La Seconde Guerre mondiale a représenté un choc énorme pour le système politique. Les
groupes de nationalistes ukrainiens, alliés de l’Allemagne nazie en guerre contre l’URSS, ont
tenté de profiter de l’occupation de l’Ukraine pour créer un nouvel État ukrainien, mais ce
projet n’a pas été soutenu par les autorités allemandes (Rossoliński-Liebe 2011). À son retour
en Ukraine, le système politique stalinien a rapidement repris le contrôle des territoires
occupés en bénéficiant du soutien de la population dans la lutte contre les collaborateurs
(Yekelchyk 2014). En 1953, moins de dix ans après, la résistance nationaliste ukrainienne était
entièrement écrasée (Penter 2011, 347).
Mais la Deuxième république avait été rétablie dans un pays bouleversé. À cause de
la guerre, l’Ukraine était devenue une terre de désolation et de dévastation : 5,5 millions
d’Ukrainiens avaient été tués, près de 4 millions avaient été évacués dans d’autres
républiques de l’URSS, et 2,2 millions de jeunes avaient été déportés en Allemagne comme
travailleurs forcés. 714 villes et plus de 27 000 villages avaient été détruits, de même que
16 000 entreprises, plus de 800 mines et près de 30 000 kolkhozes et sovkhozes. Il fallait
reconstruire les routes, les ponts et les centrales électriques (Magocsi 2010, 684–685).
L’Ukraine avait besoin d’énormes ressources humaines et financières pour la reconstruction.
De nouveaux cadres dirigeants, recrutés dans d’autres républiques soviétiques,
ont reçu encore plus de pouvoir que les élites d’avant-guerre (Filtzer 2002, 28 sv.).
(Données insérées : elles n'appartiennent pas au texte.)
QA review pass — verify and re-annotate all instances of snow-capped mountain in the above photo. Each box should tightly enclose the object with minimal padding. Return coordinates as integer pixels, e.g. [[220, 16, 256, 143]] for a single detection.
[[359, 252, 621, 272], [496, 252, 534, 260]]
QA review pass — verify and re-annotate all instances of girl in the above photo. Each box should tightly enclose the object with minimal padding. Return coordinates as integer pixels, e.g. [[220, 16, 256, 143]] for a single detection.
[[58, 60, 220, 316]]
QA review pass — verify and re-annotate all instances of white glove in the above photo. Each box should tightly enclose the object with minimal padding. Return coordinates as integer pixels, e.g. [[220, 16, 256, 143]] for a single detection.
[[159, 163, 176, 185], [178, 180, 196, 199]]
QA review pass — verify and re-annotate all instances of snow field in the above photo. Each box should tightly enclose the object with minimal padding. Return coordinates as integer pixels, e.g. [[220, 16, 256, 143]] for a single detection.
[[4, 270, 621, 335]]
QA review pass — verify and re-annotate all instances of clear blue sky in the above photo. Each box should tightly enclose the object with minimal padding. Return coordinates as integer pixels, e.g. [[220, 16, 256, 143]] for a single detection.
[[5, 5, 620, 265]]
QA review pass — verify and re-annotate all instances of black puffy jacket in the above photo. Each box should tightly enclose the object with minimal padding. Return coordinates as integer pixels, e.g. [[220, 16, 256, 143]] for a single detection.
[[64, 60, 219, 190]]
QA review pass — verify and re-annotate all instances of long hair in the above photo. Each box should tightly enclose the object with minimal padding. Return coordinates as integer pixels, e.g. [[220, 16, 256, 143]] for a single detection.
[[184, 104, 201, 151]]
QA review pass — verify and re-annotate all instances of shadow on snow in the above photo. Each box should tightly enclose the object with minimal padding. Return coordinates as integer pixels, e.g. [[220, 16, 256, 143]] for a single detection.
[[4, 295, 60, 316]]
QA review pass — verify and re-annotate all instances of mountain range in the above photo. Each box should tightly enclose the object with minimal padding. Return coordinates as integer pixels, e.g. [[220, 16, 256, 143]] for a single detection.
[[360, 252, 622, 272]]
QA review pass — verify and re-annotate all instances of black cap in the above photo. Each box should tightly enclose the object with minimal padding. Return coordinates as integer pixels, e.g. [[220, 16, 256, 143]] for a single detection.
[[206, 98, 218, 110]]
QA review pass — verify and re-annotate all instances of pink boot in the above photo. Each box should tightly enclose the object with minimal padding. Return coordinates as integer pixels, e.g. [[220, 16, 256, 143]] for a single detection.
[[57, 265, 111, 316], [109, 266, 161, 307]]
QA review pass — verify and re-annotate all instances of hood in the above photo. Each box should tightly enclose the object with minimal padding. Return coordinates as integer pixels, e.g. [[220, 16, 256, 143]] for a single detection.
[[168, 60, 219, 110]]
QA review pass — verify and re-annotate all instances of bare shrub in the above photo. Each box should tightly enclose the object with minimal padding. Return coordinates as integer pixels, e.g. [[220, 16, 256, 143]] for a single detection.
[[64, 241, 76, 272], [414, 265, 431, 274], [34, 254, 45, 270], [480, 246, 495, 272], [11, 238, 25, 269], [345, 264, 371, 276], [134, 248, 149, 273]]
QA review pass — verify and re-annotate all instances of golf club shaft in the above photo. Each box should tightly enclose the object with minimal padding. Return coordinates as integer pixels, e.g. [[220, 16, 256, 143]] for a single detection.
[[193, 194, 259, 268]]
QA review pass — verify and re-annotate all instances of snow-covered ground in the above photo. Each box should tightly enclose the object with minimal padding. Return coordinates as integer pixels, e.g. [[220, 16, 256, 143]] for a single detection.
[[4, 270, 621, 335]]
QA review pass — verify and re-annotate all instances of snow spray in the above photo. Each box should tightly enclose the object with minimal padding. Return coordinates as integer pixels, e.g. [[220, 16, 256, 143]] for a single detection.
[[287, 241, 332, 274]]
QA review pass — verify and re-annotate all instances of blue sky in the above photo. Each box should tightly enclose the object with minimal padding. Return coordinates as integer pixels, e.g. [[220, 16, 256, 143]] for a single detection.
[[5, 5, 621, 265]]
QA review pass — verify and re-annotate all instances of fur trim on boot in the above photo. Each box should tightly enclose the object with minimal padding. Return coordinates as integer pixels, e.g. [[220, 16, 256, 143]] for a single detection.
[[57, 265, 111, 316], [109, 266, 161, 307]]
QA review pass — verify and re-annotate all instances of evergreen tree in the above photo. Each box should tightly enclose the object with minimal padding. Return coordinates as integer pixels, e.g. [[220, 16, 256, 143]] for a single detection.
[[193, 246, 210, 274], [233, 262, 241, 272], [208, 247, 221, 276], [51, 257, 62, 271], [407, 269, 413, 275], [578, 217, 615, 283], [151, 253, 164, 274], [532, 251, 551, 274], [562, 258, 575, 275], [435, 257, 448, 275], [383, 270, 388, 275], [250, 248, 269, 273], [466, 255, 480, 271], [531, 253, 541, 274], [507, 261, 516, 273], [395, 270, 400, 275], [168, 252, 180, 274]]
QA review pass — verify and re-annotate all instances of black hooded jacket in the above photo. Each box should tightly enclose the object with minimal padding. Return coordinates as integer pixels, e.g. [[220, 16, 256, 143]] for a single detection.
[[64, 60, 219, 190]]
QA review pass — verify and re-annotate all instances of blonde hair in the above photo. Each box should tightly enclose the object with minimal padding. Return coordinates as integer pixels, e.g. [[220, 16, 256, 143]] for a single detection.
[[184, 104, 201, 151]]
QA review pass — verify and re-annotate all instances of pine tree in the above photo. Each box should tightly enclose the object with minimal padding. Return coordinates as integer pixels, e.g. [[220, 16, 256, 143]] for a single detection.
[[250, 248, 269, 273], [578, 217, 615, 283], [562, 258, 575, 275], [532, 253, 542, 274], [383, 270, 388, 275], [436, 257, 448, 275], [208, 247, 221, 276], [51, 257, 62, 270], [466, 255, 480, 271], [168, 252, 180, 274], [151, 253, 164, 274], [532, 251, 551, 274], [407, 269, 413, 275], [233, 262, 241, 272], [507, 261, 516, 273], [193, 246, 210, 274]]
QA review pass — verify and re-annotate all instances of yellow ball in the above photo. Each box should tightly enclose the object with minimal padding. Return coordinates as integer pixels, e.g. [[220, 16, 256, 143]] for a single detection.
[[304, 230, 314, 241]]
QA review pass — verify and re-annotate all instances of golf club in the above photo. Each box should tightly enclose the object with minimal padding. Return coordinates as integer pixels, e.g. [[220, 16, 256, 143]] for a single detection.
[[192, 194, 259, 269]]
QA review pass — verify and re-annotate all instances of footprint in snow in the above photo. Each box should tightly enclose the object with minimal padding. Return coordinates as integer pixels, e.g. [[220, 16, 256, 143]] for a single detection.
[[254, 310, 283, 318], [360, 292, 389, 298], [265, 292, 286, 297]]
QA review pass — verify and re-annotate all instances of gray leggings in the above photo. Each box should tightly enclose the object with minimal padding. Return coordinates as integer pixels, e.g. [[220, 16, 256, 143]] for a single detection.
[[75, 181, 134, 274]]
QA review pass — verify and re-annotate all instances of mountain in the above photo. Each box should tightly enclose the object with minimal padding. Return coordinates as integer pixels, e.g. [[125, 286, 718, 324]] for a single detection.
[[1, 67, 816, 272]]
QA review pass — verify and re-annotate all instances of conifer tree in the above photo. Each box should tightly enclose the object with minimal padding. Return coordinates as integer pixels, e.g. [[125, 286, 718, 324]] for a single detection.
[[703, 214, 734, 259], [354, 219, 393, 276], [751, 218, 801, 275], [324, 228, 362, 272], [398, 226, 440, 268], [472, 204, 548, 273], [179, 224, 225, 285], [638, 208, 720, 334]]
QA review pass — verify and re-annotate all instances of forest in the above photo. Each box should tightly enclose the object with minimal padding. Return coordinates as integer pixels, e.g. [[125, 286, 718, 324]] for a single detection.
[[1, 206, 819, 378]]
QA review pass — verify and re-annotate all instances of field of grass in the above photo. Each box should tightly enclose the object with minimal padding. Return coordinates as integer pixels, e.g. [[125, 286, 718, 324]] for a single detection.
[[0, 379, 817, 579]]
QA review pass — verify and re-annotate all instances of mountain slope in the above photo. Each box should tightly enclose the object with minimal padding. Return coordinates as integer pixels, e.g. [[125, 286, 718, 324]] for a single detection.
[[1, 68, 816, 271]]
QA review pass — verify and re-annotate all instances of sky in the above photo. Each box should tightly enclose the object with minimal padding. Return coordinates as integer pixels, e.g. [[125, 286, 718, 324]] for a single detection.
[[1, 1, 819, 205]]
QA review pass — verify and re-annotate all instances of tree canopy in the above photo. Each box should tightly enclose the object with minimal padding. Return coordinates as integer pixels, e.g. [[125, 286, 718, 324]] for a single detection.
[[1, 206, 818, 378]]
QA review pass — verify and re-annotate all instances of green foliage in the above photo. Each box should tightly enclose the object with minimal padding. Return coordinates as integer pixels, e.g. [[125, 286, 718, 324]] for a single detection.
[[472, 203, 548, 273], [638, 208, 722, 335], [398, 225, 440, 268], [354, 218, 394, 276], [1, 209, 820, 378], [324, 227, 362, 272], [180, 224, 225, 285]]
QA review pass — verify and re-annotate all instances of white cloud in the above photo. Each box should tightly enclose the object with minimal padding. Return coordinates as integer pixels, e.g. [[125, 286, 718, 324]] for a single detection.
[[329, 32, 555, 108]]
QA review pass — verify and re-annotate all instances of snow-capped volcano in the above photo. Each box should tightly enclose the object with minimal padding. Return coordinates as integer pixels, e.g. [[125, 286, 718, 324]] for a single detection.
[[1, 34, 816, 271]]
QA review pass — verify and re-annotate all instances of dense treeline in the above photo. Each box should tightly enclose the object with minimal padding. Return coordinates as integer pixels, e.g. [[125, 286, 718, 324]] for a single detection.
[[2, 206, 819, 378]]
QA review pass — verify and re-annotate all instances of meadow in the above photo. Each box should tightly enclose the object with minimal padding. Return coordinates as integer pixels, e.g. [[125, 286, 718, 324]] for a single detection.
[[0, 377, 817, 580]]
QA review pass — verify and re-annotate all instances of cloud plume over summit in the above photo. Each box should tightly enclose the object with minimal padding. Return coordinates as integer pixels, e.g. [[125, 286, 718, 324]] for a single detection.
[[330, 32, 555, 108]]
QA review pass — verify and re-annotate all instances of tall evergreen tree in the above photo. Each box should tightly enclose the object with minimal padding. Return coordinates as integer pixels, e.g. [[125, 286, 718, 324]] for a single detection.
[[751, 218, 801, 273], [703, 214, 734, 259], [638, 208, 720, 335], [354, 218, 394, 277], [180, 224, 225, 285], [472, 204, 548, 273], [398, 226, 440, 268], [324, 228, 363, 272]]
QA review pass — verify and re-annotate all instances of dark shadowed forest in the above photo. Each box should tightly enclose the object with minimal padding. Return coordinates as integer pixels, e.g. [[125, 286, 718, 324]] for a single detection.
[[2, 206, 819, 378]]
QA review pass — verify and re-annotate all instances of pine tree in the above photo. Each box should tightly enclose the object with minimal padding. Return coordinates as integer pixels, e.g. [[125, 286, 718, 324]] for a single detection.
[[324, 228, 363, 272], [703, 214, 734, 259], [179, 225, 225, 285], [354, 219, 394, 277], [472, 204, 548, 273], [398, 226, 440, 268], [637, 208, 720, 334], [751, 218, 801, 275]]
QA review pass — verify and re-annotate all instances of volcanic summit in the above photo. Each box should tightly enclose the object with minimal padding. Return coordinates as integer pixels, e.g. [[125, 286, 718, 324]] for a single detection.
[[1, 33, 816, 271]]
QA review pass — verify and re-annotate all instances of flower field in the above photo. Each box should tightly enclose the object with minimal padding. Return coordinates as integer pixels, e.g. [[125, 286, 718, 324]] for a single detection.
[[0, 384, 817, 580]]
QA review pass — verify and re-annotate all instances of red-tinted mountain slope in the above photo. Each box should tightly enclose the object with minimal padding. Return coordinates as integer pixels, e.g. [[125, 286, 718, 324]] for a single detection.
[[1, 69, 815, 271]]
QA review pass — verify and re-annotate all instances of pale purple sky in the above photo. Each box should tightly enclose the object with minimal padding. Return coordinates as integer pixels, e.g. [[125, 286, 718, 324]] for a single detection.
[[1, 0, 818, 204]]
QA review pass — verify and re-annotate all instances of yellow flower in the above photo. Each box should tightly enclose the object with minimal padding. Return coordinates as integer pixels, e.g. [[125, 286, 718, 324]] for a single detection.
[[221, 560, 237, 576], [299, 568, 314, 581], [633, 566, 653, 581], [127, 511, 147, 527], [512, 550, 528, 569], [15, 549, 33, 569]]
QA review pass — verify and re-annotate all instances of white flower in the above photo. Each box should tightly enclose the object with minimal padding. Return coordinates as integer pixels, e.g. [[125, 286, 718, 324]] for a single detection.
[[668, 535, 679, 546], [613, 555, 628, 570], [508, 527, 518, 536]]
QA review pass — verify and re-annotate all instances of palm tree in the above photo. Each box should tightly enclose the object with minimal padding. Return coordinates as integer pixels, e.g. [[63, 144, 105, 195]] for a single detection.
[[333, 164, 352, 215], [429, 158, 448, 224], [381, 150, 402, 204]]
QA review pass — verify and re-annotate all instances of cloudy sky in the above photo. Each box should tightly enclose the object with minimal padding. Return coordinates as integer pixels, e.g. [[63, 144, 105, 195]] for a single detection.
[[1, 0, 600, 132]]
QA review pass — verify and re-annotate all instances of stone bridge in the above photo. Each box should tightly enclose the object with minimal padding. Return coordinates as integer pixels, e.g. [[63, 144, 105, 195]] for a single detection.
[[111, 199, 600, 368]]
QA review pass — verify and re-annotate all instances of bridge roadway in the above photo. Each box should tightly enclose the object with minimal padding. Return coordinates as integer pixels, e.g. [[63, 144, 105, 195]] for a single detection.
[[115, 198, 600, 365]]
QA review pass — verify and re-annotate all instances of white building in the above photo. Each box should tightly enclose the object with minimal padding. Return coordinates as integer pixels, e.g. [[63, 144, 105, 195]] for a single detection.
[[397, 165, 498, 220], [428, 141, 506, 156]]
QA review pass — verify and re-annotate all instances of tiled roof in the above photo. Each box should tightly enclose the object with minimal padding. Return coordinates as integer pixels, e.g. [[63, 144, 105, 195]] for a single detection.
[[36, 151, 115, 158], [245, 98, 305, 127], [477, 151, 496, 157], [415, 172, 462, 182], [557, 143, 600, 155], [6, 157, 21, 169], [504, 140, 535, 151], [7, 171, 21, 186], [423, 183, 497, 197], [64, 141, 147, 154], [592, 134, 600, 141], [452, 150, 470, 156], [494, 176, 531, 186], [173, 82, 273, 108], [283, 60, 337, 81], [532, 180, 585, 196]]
Cette augmentation de leur pouvoir a renforcé la concurrence entre les différents
groupes de l’élite dirigeante de l’Ukraine d’après-guerre, surtout après la déstalinisation,
lorsque le contrôle de Moscou sur les élites régionales a diminué. Cette concurrence a conduit
à l’émergence de clans régionaux informels, réunissant des cadres du Parti, de l’État et de
l’économie. Les clans les plus puissants étaient ceux de Kharkiv, Dnipropetrovsk [Dnipro] et
du Donbass, régions qui brassaient le plus de ressources. Cette concurrence a joué un rôle
important dans le développement de l’Ukraine dans les années 1960–1980 (Minakov 2018b,
129 sv.).
Ces clans se formaient dans les grands centres régionaux d’Ukraine, et leur pouvoir
s’étendait sur les régions voisines. Ainsi, les « Kharkiviens » contrôlaient les régions de
Poltava, Sumy, et Tchernihiv, « ceux de Dnipropetrovsk » les régions de Kherson, Tcherkassy
et Kirovohrad [Kropyvnytskyï], et « ceux du Donbass » les régions de Louhansk et Zaporijjia
(pour cette dernière, en concurrence d’ailleurs avec « ceux de Dnipropetrovsk »). Le clan de
Dnipropetrovsk a même pu participer aux luttes de factions au sein du pouvoir central grâce
à la réussite de Leonid Brejnev, qui est devenu secrétaire général du PCUS en 1964 (Minakov
2019, 225 sv.).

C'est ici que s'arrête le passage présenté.